On June 7th, from 14:18 to 14:26 UTC, users of our largest Channels cluster, MT1, experienced a major outage with the publish API.
We are currently investigating a resolution for the root cause of this issue. As this was a significant incident, it is important that we are as accurate as possible when reporting to you and for now we are assessing the total impact of the underlying issues of this incident.
Below, we give a short summary of the specific incident that occurred between 14:18 to 14:26 on June 7th. We will follow up with more details of the underlying issue and wider impact as soon as possible.
All times are in UTC
At 13:49 1 shard out of 6 became unavailable and delivery of messages started getting delayed.
Between 13:54 and 13:57 publish requests targeting this shard were failing. This amounted to up to 0.13% of the total publish requests.
At 14:10 an engineer was paged. The engineer identified the problematic shard. The root cause was identified as a Redis instance with high memory usage.
At 14:16 an engineer triggered a failover of the problematic Redis instance. This process was expected to complete within seconds, but because of a high data volume the replication took minutes.
Between 14:16 and 14:26 the API servers responsible for publishing were unable to connect to the failing Redis shard. This triggered a health check to fail and the kubernetes scheduler to restart the pods. However, the pods could not start while the shard was unavailable. This caused publishing to be completely unavailable.
At 14:26 the Redis failover procedure completed and the incident was resolved.

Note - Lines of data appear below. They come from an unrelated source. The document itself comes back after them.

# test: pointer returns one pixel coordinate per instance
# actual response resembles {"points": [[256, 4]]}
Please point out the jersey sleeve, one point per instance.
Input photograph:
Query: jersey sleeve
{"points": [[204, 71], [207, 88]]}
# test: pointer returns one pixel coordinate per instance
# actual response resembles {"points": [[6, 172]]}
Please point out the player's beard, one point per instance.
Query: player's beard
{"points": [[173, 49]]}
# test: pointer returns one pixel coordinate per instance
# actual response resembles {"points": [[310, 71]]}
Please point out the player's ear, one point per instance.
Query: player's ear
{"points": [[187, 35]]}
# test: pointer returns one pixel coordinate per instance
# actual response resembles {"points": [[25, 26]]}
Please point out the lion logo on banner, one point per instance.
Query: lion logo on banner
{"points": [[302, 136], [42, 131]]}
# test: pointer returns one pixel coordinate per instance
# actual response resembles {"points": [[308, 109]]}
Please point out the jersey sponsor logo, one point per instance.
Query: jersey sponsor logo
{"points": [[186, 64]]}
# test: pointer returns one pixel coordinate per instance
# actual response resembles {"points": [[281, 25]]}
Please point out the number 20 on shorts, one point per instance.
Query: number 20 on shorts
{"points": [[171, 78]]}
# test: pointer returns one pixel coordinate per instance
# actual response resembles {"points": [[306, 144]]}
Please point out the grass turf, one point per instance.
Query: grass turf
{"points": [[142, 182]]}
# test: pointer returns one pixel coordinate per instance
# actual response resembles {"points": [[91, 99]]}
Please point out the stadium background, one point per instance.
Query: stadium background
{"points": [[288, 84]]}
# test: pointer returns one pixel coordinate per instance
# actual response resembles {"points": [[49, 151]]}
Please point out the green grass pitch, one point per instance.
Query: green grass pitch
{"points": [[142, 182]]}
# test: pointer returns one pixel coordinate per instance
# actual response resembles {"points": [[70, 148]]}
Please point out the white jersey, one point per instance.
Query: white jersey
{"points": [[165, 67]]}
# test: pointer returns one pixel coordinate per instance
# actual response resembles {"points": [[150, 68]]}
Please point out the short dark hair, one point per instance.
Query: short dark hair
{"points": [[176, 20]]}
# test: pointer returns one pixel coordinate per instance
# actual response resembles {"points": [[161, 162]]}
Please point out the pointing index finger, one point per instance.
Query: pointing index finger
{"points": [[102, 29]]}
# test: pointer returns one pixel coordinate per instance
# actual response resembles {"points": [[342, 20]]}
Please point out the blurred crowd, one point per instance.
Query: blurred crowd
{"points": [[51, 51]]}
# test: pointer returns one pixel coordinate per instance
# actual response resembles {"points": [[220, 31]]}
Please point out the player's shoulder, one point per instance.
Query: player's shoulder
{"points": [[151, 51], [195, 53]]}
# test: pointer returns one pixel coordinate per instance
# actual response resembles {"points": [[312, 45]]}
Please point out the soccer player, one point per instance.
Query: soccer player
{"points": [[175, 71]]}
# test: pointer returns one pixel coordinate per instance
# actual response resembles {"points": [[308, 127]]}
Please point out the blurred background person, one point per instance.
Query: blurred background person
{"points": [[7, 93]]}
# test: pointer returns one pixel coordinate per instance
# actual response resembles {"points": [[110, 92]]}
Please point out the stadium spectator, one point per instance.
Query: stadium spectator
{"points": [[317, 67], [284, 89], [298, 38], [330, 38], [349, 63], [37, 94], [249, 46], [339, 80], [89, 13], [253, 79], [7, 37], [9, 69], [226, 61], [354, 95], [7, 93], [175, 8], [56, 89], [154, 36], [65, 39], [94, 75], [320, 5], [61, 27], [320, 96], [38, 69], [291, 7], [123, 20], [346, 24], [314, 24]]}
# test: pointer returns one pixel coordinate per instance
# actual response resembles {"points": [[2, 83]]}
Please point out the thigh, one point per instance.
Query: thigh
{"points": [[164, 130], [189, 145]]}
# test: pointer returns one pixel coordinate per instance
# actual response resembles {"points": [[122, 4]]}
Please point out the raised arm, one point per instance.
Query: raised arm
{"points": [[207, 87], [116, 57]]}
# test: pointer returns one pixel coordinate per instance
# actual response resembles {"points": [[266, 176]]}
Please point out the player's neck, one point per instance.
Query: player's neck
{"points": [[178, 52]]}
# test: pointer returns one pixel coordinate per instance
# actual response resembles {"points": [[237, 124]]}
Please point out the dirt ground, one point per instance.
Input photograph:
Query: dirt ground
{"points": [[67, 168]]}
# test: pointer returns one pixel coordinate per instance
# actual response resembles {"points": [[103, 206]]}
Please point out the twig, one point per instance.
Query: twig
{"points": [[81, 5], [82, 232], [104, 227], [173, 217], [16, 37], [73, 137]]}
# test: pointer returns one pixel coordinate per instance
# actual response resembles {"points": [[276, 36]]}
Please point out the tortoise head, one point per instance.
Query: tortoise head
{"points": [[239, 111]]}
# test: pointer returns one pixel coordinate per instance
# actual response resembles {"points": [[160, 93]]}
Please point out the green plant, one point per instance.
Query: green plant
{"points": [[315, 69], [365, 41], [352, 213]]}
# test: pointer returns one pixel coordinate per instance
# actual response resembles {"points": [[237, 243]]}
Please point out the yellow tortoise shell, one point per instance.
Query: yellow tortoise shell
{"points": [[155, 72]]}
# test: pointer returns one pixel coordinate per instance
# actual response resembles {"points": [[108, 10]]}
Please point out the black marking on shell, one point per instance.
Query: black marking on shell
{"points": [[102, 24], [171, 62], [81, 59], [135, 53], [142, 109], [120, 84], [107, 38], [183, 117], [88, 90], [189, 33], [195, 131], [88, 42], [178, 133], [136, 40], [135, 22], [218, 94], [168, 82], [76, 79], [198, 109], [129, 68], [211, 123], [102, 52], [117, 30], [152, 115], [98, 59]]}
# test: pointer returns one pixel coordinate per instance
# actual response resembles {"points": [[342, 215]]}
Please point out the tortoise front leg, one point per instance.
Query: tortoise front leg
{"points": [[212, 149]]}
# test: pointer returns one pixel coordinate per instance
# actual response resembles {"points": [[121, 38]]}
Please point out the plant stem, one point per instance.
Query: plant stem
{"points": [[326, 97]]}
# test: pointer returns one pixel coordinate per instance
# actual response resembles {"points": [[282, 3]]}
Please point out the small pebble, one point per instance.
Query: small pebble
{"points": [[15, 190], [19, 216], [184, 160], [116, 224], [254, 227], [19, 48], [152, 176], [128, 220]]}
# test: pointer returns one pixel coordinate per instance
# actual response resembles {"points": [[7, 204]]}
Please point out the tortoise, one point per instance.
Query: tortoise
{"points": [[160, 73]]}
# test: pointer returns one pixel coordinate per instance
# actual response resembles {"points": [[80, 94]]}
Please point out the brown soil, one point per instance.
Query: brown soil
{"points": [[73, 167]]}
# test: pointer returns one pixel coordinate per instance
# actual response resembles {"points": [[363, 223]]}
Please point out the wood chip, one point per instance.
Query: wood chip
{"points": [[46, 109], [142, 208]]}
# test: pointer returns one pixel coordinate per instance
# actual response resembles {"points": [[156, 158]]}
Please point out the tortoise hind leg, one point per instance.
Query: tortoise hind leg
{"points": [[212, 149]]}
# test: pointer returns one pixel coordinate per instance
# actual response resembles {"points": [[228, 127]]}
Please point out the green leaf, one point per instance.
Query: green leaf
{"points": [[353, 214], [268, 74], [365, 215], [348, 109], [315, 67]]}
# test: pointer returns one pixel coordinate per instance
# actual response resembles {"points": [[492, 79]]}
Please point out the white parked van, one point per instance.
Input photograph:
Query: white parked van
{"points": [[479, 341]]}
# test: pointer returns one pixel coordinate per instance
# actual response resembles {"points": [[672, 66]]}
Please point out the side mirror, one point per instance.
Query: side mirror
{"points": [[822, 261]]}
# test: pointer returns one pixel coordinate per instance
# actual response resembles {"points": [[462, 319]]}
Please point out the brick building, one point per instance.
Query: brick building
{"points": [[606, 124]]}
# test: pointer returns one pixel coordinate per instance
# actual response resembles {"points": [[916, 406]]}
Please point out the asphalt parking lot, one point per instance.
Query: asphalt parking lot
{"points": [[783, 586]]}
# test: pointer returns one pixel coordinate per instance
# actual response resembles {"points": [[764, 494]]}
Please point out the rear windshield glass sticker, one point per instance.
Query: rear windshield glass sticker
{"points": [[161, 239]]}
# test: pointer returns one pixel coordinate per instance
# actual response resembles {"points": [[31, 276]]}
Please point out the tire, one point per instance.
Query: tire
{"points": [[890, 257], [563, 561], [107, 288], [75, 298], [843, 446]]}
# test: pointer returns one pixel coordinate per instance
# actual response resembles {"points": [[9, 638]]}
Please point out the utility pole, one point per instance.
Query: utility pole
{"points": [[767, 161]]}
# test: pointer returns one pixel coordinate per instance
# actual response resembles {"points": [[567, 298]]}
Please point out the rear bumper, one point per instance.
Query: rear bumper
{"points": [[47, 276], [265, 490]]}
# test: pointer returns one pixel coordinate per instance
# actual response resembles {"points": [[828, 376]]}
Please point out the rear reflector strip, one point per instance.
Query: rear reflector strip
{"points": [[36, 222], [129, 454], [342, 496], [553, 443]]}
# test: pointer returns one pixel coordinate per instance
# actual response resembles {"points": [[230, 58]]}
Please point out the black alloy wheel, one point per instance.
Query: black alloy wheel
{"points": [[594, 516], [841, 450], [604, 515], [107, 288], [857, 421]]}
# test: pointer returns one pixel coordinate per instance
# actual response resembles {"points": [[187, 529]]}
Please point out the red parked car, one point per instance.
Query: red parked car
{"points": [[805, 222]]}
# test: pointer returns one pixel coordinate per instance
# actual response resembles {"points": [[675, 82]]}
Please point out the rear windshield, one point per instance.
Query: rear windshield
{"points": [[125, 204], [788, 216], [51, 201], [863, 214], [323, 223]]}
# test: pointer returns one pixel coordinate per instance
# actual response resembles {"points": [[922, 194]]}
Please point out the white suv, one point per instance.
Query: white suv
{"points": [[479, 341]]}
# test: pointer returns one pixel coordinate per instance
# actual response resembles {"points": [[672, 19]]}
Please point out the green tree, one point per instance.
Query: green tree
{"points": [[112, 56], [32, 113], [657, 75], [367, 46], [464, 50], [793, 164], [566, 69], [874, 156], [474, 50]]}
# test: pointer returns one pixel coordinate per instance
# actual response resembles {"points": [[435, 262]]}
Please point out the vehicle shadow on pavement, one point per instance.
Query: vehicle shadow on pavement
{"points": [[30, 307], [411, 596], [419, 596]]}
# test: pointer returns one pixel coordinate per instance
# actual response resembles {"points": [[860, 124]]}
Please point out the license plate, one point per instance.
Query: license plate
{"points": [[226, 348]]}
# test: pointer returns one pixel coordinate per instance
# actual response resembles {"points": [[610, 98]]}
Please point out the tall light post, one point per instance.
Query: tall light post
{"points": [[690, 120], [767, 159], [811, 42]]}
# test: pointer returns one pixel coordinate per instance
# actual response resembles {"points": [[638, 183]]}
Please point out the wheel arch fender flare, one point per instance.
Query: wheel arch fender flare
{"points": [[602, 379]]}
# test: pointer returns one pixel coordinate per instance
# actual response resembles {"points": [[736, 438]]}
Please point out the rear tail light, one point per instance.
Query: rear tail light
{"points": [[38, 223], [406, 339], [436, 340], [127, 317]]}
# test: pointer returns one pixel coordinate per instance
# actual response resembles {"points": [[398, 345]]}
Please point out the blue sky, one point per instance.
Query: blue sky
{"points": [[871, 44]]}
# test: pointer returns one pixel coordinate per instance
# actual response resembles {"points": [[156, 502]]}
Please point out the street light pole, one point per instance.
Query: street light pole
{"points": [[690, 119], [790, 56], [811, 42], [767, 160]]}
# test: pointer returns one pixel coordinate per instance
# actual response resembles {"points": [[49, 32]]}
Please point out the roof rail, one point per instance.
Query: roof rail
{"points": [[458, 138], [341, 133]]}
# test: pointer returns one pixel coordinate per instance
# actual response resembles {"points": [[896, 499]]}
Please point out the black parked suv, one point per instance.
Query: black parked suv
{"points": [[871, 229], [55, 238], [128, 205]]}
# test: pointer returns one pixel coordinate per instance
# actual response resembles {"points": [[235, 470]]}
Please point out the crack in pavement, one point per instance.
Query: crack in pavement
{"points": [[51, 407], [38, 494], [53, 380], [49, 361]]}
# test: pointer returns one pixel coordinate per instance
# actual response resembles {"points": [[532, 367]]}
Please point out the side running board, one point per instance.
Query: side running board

2 independent issues caused this issue to escalate:
The former issue is part of a wider problem which we have identified and are working to resolve. We are still assessing the total impact of this issue, but we are aware that it was caused by a specific pattern of inappropriate usage that we had not anticipated and failed to safeguard against. We will follow up with further details once we have finished our investigation and put full mitigations in place.
The latter issue caused publishing to become completely unavailable where it was initially limited to 1/6th of channels on the mt1 cluster. We are currently working on a fix for this, which will allow the service to continue in the event of a partial failure.